Last summer I read about a proposal by the General Services Administration to post copies of all awarded contracts on the Internet. At the time, I wondered why anyone would want to do such a thing.

Reviewing the public comments filed with GSA has clarified my thinking. Now, I wonder why anyone who has ever seen a government contract would want to do such a thing.

In June, GSA solicited comments on how it might construct such a public database as part of its Integrated Acquisition Environment. The IAE is tied in with several other e-government initiatives being spearheaded by GSA.

The majority of comments were from individual citizens applauding the proposal. Many were well-meaning form letters honestly arguing that, as citizens, they had a right to know to whom and for what the government was awarding contracts. Never mind that this basic information is already publicly available, although perhaps not as easily accessible as it could be.

Most also were convinced that the contracts would show backroom deals being cut with powerful defense companies and a general waste of taxpayer dollars.

Would that it were so. Anyone who has read through the standard contract format can vouch that you would learn almost nothing from its terms about how or why a contract was awarded. As procurement practitioners, we know that the decisions about what to buy, how to procure it and from whom, are made well before the contract is issued, sometimes before the solicitation is even written. Contract prices reflect a myriad of budgetary, planning and competitive factors that are often more significant than the item's cost, or the fact that you can get it cheaper at Best Buy.

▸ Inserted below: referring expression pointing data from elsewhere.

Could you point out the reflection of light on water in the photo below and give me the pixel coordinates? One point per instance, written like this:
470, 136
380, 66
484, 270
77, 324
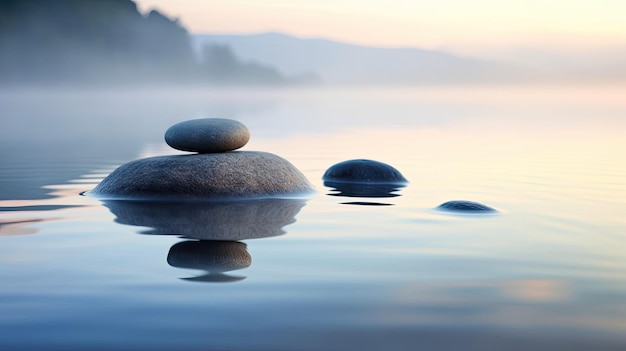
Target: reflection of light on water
66, 202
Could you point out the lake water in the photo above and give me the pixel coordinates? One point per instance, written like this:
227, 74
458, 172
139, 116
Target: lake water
547, 272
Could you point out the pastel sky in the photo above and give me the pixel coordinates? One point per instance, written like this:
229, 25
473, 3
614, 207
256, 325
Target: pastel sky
456, 25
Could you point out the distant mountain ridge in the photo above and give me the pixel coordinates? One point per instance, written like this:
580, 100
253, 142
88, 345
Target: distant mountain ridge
337, 62
54, 42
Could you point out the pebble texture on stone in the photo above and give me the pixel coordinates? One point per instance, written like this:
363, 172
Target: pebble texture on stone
207, 135
363, 171
209, 220
234, 175
465, 206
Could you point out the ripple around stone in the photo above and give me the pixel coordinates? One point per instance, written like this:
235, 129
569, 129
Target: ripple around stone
207, 135
463, 206
364, 171
232, 175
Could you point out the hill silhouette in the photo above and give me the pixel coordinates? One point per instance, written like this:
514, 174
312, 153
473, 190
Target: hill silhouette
109, 41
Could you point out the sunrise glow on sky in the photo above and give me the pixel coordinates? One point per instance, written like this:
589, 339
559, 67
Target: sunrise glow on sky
457, 25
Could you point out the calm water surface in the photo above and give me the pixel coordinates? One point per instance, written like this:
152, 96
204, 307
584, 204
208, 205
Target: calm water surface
329, 272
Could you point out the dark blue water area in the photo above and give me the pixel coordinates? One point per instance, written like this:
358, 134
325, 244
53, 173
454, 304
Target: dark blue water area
94, 284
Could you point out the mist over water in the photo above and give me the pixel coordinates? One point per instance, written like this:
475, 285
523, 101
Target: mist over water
368, 268
545, 272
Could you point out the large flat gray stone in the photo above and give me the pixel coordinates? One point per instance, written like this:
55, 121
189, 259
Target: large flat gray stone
229, 175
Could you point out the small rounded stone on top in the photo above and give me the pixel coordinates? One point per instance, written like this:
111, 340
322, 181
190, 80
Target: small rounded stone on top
207, 135
363, 171
465, 206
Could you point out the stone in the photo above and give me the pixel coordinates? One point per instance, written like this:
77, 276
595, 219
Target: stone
209, 220
213, 257
363, 171
207, 135
229, 175
465, 206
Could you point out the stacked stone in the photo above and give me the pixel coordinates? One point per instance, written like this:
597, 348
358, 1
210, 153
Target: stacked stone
214, 171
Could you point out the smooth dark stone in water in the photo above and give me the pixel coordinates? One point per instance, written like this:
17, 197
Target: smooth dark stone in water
465, 206
231, 175
214, 257
363, 189
363, 171
207, 135
209, 220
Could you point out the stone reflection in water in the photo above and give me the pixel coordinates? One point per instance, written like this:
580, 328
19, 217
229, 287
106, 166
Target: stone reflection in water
213, 256
214, 220
216, 226
364, 190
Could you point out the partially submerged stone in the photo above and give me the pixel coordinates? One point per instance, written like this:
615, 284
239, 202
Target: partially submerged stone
207, 135
209, 220
231, 175
364, 171
464, 206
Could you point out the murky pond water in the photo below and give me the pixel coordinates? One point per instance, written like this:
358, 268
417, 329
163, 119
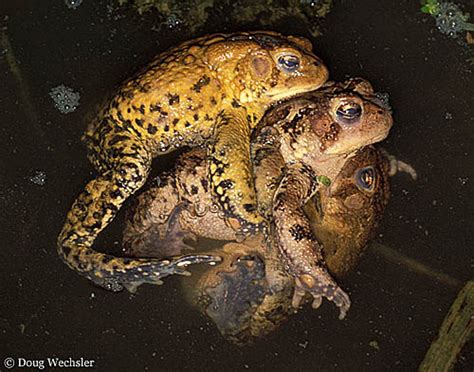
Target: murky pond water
47, 310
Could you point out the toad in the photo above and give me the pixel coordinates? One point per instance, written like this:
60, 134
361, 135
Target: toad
296, 143
209, 92
237, 294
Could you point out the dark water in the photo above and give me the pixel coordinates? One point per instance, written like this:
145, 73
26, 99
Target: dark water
47, 310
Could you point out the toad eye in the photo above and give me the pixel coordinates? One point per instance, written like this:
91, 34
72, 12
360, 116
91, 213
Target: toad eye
365, 178
289, 62
349, 112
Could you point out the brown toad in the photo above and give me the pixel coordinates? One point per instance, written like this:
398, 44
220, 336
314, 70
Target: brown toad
295, 144
240, 295
208, 91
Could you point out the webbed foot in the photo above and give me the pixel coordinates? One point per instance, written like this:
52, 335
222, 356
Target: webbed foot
160, 241
319, 284
148, 272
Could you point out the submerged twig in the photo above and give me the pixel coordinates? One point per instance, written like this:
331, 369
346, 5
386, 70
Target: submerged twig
455, 332
393, 255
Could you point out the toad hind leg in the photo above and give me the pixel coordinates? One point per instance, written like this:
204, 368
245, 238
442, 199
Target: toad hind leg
297, 243
231, 173
94, 209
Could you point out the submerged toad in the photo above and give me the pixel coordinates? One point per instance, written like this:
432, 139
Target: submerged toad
240, 294
209, 91
298, 141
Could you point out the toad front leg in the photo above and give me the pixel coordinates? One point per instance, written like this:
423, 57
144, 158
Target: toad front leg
231, 171
95, 208
297, 243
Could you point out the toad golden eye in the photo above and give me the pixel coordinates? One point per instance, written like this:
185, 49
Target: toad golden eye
289, 62
365, 178
349, 112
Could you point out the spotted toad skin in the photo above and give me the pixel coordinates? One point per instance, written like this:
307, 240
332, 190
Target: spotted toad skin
295, 143
206, 92
343, 216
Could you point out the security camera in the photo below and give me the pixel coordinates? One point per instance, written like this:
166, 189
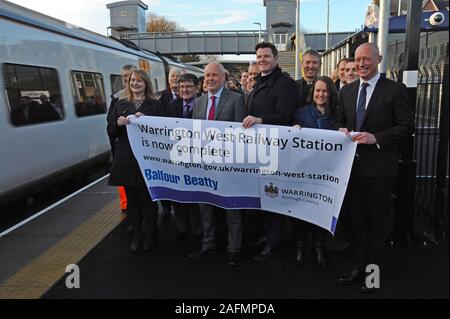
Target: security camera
437, 18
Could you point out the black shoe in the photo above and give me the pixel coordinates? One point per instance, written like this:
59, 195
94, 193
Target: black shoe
299, 256
260, 242
129, 230
340, 248
201, 253
233, 259
264, 255
179, 237
165, 213
148, 245
135, 245
321, 258
354, 275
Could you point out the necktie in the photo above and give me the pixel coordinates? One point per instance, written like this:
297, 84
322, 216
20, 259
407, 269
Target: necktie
186, 110
212, 109
361, 109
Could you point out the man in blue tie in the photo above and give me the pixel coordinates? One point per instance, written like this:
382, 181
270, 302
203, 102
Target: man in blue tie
186, 215
378, 111
219, 104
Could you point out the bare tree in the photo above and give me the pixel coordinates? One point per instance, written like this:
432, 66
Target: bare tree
157, 23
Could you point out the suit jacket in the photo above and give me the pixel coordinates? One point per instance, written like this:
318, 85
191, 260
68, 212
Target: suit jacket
231, 107
388, 116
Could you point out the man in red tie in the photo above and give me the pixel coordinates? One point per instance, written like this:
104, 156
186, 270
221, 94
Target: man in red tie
220, 104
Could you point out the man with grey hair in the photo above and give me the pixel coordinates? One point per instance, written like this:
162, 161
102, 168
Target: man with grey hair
219, 104
377, 110
168, 95
171, 93
310, 69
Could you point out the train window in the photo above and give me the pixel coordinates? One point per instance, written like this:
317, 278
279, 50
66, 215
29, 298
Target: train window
116, 83
89, 93
33, 94
158, 76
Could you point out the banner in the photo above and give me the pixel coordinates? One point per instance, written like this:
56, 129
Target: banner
301, 173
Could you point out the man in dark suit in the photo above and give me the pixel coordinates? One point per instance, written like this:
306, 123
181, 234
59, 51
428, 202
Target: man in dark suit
220, 104
168, 95
310, 69
186, 214
273, 100
171, 93
378, 110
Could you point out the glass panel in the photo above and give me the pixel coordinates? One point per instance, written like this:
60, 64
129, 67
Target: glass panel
33, 94
89, 94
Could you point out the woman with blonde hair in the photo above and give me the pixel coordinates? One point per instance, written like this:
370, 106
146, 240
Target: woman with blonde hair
125, 171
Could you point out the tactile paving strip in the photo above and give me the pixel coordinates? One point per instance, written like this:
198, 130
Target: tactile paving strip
33, 280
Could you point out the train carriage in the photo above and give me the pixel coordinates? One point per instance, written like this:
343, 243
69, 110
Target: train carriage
55, 85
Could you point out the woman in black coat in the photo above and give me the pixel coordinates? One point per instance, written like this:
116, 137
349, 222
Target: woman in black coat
125, 170
319, 114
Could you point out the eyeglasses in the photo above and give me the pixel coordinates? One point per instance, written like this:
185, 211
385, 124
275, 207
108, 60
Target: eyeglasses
187, 86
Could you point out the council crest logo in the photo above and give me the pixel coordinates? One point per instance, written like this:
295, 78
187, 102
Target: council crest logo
271, 191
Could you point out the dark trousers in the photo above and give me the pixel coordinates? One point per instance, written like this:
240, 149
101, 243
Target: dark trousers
303, 229
140, 205
370, 216
187, 216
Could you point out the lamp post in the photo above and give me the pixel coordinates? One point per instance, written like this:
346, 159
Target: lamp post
259, 34
297, 39
327, 40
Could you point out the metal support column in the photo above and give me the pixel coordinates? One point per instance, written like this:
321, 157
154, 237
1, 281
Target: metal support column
404, 215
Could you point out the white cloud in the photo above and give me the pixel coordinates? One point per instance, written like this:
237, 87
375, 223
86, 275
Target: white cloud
233, 17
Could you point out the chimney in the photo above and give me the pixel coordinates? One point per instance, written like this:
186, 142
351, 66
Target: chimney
127, 17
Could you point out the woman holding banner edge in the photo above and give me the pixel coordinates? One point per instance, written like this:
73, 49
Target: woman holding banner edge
125, 170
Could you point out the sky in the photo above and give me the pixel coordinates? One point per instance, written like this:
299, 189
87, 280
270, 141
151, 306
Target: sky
207, 15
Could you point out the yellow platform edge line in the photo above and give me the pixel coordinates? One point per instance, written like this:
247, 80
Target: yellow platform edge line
37, 277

One of the biggest impediments to the GSA proposal is the notion that the database would also include line-item prices. The comments of several organizations opposed to the proposal argue that the release of such information is problematic, if not prohibited under the Freedom of Information Act. Releasing line-item prices will make future bidding less competitive. A company that knows its competitor's bidding strategy is more likely to either make a no-bid decision or attempt to match prices. This compromises the basic premise of best-value procurement.

Open government is a laudable goal, but this proposal is an opportunity for terrific mischief. Firms with the resources or inclination to mine this data would gain substantial insight into other vendor's marketing strategies as well as agency procurement planning.

This will only increase the behind-the-scenes pressure as more vendors try to influence the acquisition process at earlier and earlier points in the cycle. The likely result will be more backroom deals, not more open government.